Затейливого рисунка сучки с бревенчатых крестьянских стен отраженно плавают в зеркалах серванта, трюмо, на голубом экране телевизора.
На застекленных полках и старомодной этажерке вперемешку — сельскохозяйственная, медицинская, художественная, а больше мемуарная литература — книги…
Фотопортреты хозяина и хозяйки, отдельно каждой из дочерей — в цветном базарном исполнении, с глазами, убитыми грубой неумелой ретушью, — смотрят со стен, как стражи этого уюта и порядка…
Всплывают над столом руки хозяйки, и я вижу, что у нее широкие ладони, тяжелые пальцы, и этим рукам при всей их плавной мягкости, гибкости привычны ведра, грабли, работа в хлеву и на грядках, а не только фонендоскоп, пинцет, пробирки в белом больничном помещении. Коротко, «под обрез», как требует профессия, подстрижены ногти, и сами пальцы розовы от ежедневного тщательного и долгого мытья в горячей воде, в спиртовых растворах, но все равно у суставов крошечные складки и морщинки прорисованы темным. Это навсегда въевшееся — от земли, от навоза, от крестьянского двора…
Дети в этих местах, как правило, трудолюбивы, заботы дома — с малых лет их заботы, и я уверен, что у дочерей Рахматуллиных будут такие же, как у матери, руки… Тяжеловатые, если посмотреть, и надежные.

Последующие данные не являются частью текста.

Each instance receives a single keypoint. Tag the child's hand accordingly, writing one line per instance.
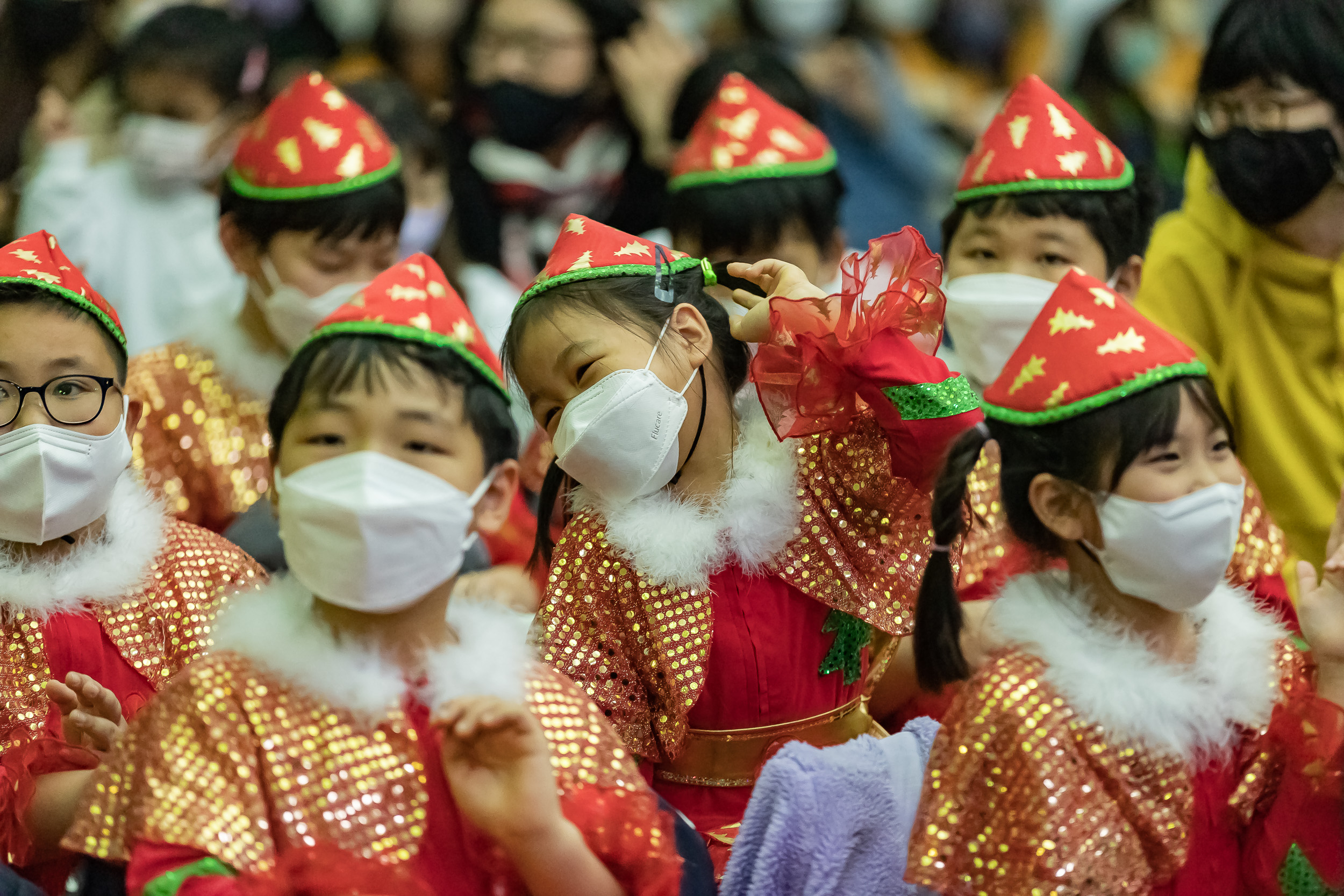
(90, 714)
(499, 769)
(778, 280)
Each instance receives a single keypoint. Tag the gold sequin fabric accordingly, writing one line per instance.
(158, 629)
(203, 442)
(233, 761)
(1026, 797)
(1260, 548)
(640, 648)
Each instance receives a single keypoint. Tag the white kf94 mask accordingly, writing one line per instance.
(57, 481)
(369, 532)
(1173, 554)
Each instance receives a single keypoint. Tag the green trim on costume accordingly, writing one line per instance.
(313, 191)
(1299, 878)
(171, 883)
(933, 401)
(1140, 383)
(846, 655)
(414, 335)
(77, 299)
(754, 173)
(1125, 179)
(611, 270)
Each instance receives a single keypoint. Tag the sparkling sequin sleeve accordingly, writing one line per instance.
(1025, 797)
(603, 792)
(201, 442)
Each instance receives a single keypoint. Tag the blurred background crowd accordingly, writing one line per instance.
(514, 113)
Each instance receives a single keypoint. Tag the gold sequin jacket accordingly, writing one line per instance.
(1068, 763)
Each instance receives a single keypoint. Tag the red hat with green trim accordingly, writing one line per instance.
(37, 260)
(1039, 143)
(1088, 348)
(745, 135)
(589, 250)
(413, 302)
(312, 141)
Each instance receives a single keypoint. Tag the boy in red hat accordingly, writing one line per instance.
(104, 594)
(391, 741)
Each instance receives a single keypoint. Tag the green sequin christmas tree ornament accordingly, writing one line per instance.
(846, 653)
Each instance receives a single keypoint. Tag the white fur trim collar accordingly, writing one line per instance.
(681, 543)
(96, 571)
(275, 628)
(1113, 679)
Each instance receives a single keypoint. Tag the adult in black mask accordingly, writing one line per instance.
(1250, 270)
(541, 130)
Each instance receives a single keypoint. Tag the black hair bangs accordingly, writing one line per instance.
(754, 213)
(362, 214)
(1273, 39)
(331, 367)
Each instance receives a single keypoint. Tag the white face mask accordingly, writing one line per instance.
(1173, 554)
(988, 316)
(373, 534)
(168, 155)
(57, 481)
(620, 436)
(291, 312)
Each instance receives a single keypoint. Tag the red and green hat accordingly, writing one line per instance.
(589, 250)
(1039, 143)
(1088, 348)
(312, 141)
(745, 135)
(37, 260)
(414, 302)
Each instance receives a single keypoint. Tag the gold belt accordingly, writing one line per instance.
(733, 758)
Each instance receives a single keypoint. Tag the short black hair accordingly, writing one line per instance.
(337, 364)
(1270, 39)
(362, 213)
(1120, 221)
(198, 42)
(14, 293)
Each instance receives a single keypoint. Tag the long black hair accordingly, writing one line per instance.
(628, 300)
(1092, 449)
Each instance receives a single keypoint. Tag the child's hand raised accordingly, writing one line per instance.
(499, 769)
(90, 715)
(778, 280)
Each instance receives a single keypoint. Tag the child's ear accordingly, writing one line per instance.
(494, 508)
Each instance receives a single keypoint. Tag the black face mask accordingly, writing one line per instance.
(530, 119)
(1272, 176)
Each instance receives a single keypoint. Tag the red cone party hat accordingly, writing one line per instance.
(1038, 143)
(312, 141)
(589, 250)
(414, 302)
(38, 261)
(745, 135)
(1086, 348)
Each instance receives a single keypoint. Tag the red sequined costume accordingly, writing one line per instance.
(1078, 762)
(130, 609)
(710, 634)
(285, 738)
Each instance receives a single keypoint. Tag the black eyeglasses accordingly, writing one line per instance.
(73, 401)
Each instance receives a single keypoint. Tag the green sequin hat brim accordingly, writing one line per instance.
(1140, 383)
(69, 295)
(316, 191)
(616, 270)
(754, 173)
(412, 335)
(1033, 186)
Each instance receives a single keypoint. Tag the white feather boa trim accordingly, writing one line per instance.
(682, 543)
(95, 571)
(1112, 677)
(276, 629)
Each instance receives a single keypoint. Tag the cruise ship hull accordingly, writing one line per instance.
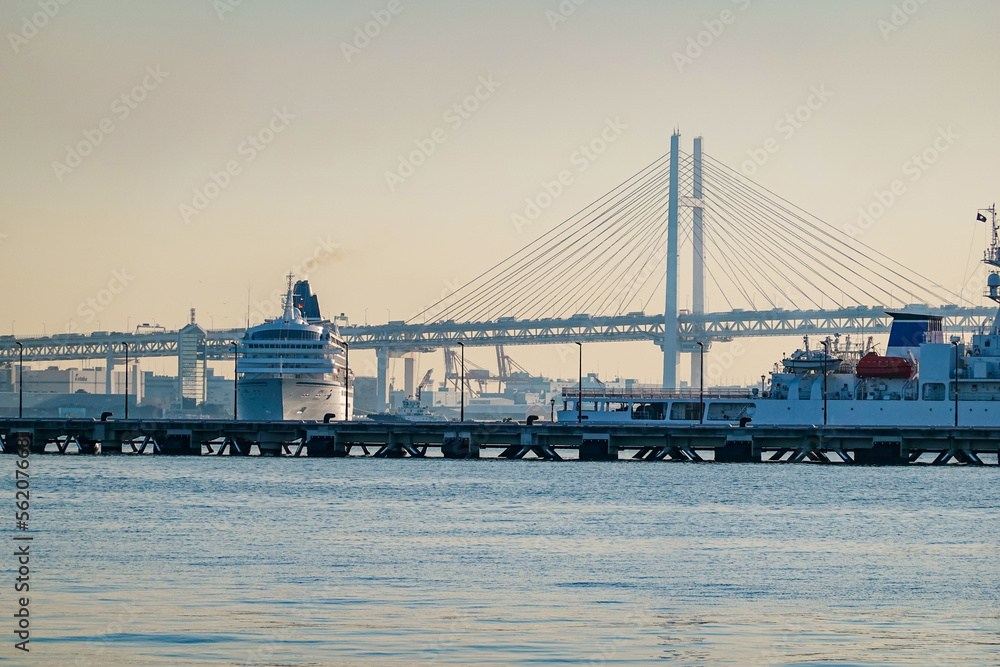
(291, 399)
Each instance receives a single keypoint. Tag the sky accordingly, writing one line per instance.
(158, 157)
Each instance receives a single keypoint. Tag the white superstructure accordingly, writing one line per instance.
(294, 367)
(922, 380)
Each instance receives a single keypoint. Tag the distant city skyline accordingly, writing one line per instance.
(158, 158)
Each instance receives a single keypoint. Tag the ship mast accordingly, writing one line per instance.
(992, 259)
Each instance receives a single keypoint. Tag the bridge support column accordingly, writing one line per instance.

И еще я подмечаю, как под крышей родного дома душевно отходит, возвращается к своему обычному состоянию председатель Рахматуллин, и, словно подсолнух вослед солнцу, крутит он головой, провожает взглядом свою Асылбику, когда она встает из-за стола, идет на кухню… Он спешит ей помочь, и в зеркало мне вдруг видно, что на кухне он прижимается щекой к ее груди, она сама еще теснее прижимает его голову к себе, целует… Я отворачиваюсь, но они уже снова у стола, садятся, она раскрасневшаяся, с подрагивающими ямочками над резко скошенными «восточными» скулами, он — весело-приподнятый; бросает мне:
— Продолжим заседание!
И тянется беседа… Гариф Каримович жадно выпытывает у меня, как я смотрю на то-то, не кажется ли мне, что в таком-то деле мы топчемся на месте, а вот в другом слишком резвый, не по силам разбег взяли — как бы не споткнуться, неприятно падать будет… Он стратег, как все мы ныне, и смелый практик (в масштабах района!), как не все. Его интересно слушать, однако времени у нас мало, и я, выбирая момент, говорю:
— Дали б работу старику Мирзагитову…
— Его никто не отстранял, — Рахматуллин тщательно вытирает губы бумажной салфеткой, и в интонации его, в черных глазах — тот, уже знакомый мне сквознячок, возникающий всякий раз, как только вспоминается имя старика.
— Следствие же было… пятое-десятое… — настойчиво продолжал я, — надломился старик, худо ему. А вы позовите — он вернется, работать будет. Он честный, хороший старик!
— Зачем агитировать? Честный — да? — Рахматуллин кивает головой. — И знаешь какой он? Я скажу тебе…
Рахматуллин берет в руки бутылку с кумысом, консервным ножом снимает металлическую, с зубчиками, как у лимонада, пробку — и струя кумыса внезапным гейзером вырывается наружу, заливая стол, заставляя нас отпрянуть… Перестоял, нагрелся кумыс.
Вытирая руки, стряхивая белые брызги с рубашки, Рахматуллин засмеялся:
— Зачем далеко ходить? Вот, дорогой мой, вот каким был в свои крепкие мужские годы твой Тимергали Мирзагитов. Как эта бутылка… характер — никакая пробка не удержит!
— Так уж плохо?
— Почему же, — Рахматуллин усмехается. — И ведь как судить? Нам с тобой, допустим, бывает плохо, а делу это на пользу. Или, наоборот, ты для всех плох — и потому лишь плох, что не для себя, а для всех них же стараешься, ни себе, ни им покоя не давая… Ты для пользы дела жмешь — чья-то душа сопротивляется! А такова наша председательская должность, дорогой… Влез в хомут — тащи!
— И старик в войну был председателем.